Mercoledì 11 Giugno 2014

SENTIERO STOCKALPER

Gondo-Simplondorf (CH)


Ritrovo partecipanti
Ore:06.30
piazza del mercato
auto proprie
Direttore gita

per informazioni rivolgersi in sede

Dati della gita
Partenza:Gondo 855 mt
Durata:4 ore salita
Dislivello:700 mt
Difficolta':E
Attrezzatura:Escursionismo
Informazioni

Caratteristiche della gita

Escursione

Introduzione

Il nome del sentiero – Via Stockalper o Stockalper Weg - ricorda uno dei personaggi chiave della storia di queste terre: Gaspar Jodok Stockalper, nato nel1609 ed uno dei più importanti commercianti d’Europa. Parlava cinque lingue ed era proprietario di pascoli, alpeggi e miniere. Dal suo palazzo a Briga, che aveva trasformato in un magnifico castello, controllava i commerci con Anversa, Parigi ed i porti della Manica a nord e Milano a sud. Fu lui a sistemare il sentiero, ad attrezzarlo con ponti e rifugi ed a permettere alle carovane di passare anche d’inverno. ”. Caduto in disgrazia politica nel suo paese, Stockalper si rifugiò in esilio in Ossola e visse alcuni anni al Sacro Monte Calvario di Domodossola, contribuendo finanziariamente anche alla realizzazione del ricco patrimonio artistico del luogo.
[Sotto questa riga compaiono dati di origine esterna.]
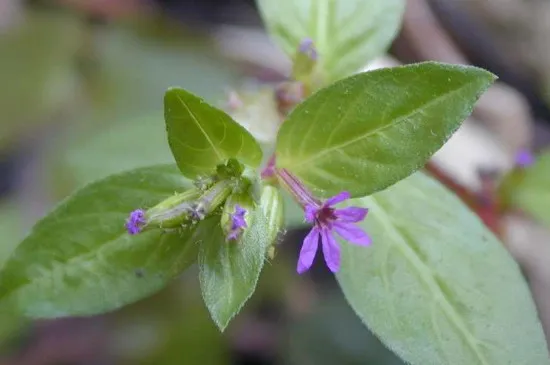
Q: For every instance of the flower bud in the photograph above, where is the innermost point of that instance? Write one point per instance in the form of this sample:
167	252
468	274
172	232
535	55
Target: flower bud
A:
234	219
232	168
174	211
272	207
170	213
304	60
213	198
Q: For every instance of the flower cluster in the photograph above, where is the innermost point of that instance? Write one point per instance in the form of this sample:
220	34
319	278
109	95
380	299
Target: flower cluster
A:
327	221
237	223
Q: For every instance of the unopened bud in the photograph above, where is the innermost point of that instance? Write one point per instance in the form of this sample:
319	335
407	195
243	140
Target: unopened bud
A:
213	198
173	212
272	207
304	60
234	219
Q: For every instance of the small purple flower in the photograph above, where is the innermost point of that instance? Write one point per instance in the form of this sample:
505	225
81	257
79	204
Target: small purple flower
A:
135	221
326	221
238	223
308	48
524	158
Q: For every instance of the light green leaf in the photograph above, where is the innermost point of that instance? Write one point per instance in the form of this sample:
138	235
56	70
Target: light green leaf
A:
229	271
369	131
11	229
347	34
202	136
529	189
79	260
436	286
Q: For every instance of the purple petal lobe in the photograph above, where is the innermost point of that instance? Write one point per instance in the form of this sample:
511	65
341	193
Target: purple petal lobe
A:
331	250
135	221
308	251
352	233
238	223
309	213
351	214
524	158
344	195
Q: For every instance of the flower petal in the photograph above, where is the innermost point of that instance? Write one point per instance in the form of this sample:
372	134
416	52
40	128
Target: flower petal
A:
309	213
344	195
352	233
351	214
308	251
331	250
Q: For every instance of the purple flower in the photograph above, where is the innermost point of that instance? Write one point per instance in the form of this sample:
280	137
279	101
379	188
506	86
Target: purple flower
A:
524	158
238	223
326	221
135	221
308	48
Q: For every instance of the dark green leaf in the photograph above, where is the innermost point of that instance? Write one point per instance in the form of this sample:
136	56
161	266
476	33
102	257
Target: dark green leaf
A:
202	136
436	286
79	260
229	271
347	34
369	131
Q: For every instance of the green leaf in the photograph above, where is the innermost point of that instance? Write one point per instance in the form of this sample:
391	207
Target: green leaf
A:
229	271
202	136
11	230
79	260
529	189
347	34
369	131
436	286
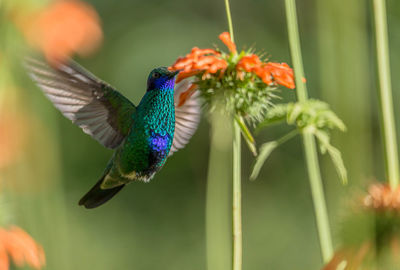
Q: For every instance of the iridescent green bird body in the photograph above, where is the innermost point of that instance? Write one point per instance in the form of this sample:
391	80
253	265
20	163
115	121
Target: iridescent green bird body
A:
143	137
148	143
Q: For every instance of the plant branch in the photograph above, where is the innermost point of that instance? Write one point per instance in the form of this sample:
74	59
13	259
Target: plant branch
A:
308	139
389	129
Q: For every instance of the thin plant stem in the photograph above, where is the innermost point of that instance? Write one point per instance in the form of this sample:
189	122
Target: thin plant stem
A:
308	139
229	17
236	190
237	200
389	129
218	204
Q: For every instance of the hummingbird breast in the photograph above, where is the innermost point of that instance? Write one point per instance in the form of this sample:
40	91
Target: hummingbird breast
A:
147	146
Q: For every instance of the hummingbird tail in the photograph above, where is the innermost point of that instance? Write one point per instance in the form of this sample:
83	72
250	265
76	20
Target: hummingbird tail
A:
97	196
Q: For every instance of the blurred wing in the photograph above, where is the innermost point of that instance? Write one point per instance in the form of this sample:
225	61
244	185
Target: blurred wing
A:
187	116
90	103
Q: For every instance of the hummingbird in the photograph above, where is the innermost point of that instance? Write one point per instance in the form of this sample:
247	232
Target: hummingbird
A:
142	136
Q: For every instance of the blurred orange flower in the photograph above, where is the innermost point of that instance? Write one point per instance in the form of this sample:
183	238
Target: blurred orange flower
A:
62	29
21	248
382	197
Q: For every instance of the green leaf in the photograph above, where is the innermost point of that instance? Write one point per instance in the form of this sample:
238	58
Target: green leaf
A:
265	150
334	153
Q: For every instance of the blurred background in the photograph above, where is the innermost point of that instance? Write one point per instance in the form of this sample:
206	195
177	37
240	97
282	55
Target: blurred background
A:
47	163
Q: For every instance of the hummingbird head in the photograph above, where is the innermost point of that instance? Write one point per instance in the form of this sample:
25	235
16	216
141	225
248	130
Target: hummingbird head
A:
161	79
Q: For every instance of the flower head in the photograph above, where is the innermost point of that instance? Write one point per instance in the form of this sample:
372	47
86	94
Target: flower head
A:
21	248
242	80
62	29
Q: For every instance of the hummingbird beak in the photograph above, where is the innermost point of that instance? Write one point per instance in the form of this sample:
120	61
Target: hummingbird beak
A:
173	74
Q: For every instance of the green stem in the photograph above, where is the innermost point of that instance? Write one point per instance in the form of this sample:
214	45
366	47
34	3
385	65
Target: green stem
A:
218	204
228	16
237	192
237	200
389	129
308	139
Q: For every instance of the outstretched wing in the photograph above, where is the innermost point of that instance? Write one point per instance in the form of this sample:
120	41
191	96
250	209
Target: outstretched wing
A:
187	115
90	103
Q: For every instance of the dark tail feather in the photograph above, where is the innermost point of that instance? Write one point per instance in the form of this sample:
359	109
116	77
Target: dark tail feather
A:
97	196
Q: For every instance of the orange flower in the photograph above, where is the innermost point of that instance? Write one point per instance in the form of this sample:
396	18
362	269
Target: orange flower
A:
269	73
225	37
63	28
210	61
197	61
382	197
21	248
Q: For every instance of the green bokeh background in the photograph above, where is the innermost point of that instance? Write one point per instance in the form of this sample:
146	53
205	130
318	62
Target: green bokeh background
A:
161	225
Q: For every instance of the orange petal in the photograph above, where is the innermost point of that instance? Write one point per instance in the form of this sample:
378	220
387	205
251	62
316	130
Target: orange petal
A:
183	75
4	261
205	60
225	37
248	63
22	247
64	28
182	63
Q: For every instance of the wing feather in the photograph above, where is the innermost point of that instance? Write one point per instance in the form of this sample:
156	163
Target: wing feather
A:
97	108
187	116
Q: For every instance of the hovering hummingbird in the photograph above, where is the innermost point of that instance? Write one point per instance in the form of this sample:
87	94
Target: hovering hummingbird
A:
143	136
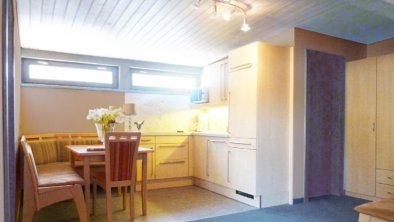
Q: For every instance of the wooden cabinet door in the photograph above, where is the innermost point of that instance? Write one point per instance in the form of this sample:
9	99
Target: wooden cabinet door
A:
243	103
385	115
215	78
360	136
217	161
200	154
150	163
242	169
Molto importante è il luogo di partenza del Sacro Monte Calvario, punto di riferimento storico, artistico e culturale della città di Domodossola. A testimoniare la presenza del Barone Stockalper al Calvario restano la casa in cui dimorò e una statua, nella Cappella del Paradiso, raffigurante la sua persona.

Percorso stradale

Imboccare a Legnano l’autostrada A4 per Varese.A Gallarate, tenendo la sinistra, proseguire sulla A26 per Gravellona Toce e poi sulla superstrada del Sempione.Passato Domodossola proseguire verso il confine di Stato di Paglino ed entrati in territorio elvetico a Gondo parcheggiare presso la torre.

Escursione

Da Gondo, nei pressi della Torre Stockalper, si prende l’evidente e ben segnalato sentiero.Si prosegue fino alle belle cascatelle e sulle marmitte dette “dei giganti”, si supera poi il torrente sulle ardite passerelle, fino a raggiungere il forte di Gondo, un sistema di bunker interamente scavato nella roccia dall’esercito elvetico per controllare l’accesso al Passo del Sempione, (visitabile il sistema di bunker) tutto questo al cospetto delle impressionanti pareti delle Pale di Gondo.Si prosegue nella valle di Doveria, fino all’attraversamento delle gole su un percorso di passerelle che permettono di attraversarle nella sua interezza evitando la strada nazionale e sovrapponendosi talvolta all’antica e abbandonata via Napoleonica, dove si incontra l’Alte Kaserne piccola casermetta Napoleonica trasformata in un grazioso museo (visitabile.) Da qui il sentiero diventa più pianeggiante e, sempre ben segnalato, si prosegue fino ad arrivare a Gabi e poi per pascoli si arriva al paesino di Simplon Dorf m. 1476 (possibilità di visita al grazioso e antico villaggio e all’interessante ecomuseo).